The next day they were given the good news that all the tumour had been successfully removed, but they had to wait a bit longer for the result of the biopsy. Thankfully it showed that Beth’s tumour was a Meningioma and was non-malignant. It was a great moment for the whole family – dad Peter, mum Clare, Beth and her wee sister Rosie.
Clare said: “We were en-route to a holiday lodge for a few days when the call came in. When we got to our lodge and the first thing we did was shout and ball to the family that it was benign. We had such a celebration!”
Beth recalled the moment: “I felt how you might feel if you were drowning and someone pulled you up; that first breath you gasp in. It was relief. I was so happy.”
Robby recalls Beth’s tumour – a meningioma – was “the size of an orange” and surrounded by “a lot of important blood vessels.”
He explained: “You don’t want to sacrifice those, because that would cause the child a stroke and paralysis for life down the left side of the body.”

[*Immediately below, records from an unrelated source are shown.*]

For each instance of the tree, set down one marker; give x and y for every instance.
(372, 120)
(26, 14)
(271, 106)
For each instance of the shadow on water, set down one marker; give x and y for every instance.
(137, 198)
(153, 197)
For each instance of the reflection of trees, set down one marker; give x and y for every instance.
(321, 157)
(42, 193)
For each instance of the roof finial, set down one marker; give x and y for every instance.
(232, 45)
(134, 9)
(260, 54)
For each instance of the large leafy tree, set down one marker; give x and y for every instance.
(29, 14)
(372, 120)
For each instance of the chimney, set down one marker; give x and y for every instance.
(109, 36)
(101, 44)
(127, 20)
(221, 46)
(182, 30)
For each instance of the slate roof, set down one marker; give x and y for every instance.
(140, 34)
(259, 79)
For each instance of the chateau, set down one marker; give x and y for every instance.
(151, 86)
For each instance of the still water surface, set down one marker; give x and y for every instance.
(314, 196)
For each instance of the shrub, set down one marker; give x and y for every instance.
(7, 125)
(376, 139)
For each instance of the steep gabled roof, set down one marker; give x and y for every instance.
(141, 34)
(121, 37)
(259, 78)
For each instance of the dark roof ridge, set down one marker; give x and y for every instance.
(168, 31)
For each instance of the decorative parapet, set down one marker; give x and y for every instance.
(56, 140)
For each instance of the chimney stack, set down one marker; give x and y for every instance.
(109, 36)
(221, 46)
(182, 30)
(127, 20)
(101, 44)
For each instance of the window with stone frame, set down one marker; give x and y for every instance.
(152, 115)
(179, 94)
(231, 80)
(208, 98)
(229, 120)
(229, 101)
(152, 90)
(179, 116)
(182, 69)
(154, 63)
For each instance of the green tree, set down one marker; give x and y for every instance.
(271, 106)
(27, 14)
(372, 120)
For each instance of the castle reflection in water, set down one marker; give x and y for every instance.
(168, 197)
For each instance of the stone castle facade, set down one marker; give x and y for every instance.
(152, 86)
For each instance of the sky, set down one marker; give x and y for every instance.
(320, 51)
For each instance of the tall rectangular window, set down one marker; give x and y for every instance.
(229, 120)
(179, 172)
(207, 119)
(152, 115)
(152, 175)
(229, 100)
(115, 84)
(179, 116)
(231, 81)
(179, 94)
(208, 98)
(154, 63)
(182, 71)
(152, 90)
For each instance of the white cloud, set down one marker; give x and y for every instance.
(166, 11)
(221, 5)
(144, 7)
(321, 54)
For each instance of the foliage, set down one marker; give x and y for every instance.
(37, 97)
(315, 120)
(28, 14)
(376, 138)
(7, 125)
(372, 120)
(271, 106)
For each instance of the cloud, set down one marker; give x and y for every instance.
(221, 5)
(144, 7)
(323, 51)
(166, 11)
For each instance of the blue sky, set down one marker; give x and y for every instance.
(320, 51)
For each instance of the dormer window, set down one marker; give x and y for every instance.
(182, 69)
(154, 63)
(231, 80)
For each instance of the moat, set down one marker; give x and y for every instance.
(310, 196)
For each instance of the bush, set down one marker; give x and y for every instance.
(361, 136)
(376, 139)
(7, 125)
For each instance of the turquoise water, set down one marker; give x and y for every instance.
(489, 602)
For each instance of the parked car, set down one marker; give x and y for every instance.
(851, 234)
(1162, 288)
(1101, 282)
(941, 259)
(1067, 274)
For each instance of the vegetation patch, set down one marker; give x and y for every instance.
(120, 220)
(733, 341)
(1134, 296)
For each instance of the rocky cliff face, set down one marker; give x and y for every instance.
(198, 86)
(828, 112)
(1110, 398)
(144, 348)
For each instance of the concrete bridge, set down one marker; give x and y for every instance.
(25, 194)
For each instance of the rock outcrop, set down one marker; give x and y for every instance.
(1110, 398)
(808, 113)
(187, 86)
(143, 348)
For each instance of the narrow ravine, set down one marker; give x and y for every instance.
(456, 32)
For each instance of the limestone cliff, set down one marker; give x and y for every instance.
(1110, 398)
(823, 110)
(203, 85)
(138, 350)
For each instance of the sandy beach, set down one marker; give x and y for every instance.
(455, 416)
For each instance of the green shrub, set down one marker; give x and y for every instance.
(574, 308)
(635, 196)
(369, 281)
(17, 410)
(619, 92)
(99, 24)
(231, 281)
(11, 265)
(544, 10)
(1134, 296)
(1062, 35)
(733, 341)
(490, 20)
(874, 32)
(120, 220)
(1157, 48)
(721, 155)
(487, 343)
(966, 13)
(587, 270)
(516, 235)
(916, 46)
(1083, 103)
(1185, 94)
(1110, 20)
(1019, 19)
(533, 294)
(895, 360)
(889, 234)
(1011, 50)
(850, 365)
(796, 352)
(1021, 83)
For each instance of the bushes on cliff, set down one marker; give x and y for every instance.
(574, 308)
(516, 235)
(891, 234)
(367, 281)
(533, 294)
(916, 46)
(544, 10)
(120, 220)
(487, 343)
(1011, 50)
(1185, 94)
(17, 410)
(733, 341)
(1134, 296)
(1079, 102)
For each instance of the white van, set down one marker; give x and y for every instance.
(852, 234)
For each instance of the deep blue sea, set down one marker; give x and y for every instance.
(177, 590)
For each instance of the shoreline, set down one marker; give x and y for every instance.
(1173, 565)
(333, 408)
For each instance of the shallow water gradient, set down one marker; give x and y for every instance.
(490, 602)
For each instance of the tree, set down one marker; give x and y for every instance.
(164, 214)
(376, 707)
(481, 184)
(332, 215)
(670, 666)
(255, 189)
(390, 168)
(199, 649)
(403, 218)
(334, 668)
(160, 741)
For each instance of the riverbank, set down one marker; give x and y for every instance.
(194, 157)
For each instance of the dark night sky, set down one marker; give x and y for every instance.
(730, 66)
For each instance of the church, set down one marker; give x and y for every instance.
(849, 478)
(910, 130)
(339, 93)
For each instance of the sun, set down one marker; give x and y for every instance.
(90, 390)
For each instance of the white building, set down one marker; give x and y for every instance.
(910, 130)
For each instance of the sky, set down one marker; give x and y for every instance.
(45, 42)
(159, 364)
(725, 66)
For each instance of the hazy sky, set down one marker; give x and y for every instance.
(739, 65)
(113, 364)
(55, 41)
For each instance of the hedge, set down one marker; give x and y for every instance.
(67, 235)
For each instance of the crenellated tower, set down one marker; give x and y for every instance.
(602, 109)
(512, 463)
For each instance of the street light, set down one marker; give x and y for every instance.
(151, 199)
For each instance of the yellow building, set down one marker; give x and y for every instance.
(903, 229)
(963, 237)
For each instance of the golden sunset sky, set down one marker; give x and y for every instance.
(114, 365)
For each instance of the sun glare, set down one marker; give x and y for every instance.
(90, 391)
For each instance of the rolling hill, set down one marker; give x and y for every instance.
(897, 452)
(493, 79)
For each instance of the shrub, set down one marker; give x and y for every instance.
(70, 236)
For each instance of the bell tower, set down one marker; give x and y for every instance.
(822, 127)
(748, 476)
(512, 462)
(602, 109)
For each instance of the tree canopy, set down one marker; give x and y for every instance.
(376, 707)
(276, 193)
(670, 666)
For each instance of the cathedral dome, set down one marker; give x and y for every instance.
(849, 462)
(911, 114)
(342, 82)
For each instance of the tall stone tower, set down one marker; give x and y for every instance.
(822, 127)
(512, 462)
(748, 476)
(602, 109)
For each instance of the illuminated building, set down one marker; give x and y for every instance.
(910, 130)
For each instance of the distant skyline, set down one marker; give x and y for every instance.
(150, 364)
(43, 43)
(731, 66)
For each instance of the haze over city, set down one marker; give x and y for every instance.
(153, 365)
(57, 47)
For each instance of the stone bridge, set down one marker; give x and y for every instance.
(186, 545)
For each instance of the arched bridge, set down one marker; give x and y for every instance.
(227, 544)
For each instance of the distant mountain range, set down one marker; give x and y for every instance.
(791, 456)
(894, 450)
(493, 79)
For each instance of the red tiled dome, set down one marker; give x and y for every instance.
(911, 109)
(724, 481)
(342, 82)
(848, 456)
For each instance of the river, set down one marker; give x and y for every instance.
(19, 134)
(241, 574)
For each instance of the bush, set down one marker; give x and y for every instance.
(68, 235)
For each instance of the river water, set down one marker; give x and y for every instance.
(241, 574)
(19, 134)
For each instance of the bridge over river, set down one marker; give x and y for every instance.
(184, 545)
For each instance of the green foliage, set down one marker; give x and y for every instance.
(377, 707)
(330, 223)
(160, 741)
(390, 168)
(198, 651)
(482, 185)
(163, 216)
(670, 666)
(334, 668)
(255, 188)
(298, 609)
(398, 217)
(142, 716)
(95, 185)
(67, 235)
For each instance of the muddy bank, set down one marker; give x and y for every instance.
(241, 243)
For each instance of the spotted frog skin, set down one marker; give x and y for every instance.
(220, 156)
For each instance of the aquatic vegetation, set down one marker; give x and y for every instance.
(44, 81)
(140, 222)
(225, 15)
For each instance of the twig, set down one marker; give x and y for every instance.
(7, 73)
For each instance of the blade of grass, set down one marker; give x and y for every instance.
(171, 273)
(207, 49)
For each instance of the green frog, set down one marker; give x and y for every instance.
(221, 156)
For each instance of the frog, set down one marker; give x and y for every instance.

Roddy is also a dad himself – to Sinead, 13, and Ciara, 11, and Sean, nine.
He said: “As a parent, I can empathise. I’d be exactly like the parents of my patients because it is a naturally emotional thing.”
Roddy clearly loves his job and cares a great deal about his patients. He said: “My profession is the greatest reward. It is a beautiful thing to be able to do.”
But he added: “There is a whole team of people who worked with me to get Beth through that journey, anaesthetists, theatre staff, nurses, physios, MRI, radiology, pathology, porters, canteen staff – the list is endless. I always get the thanks but I can’t do it without them.”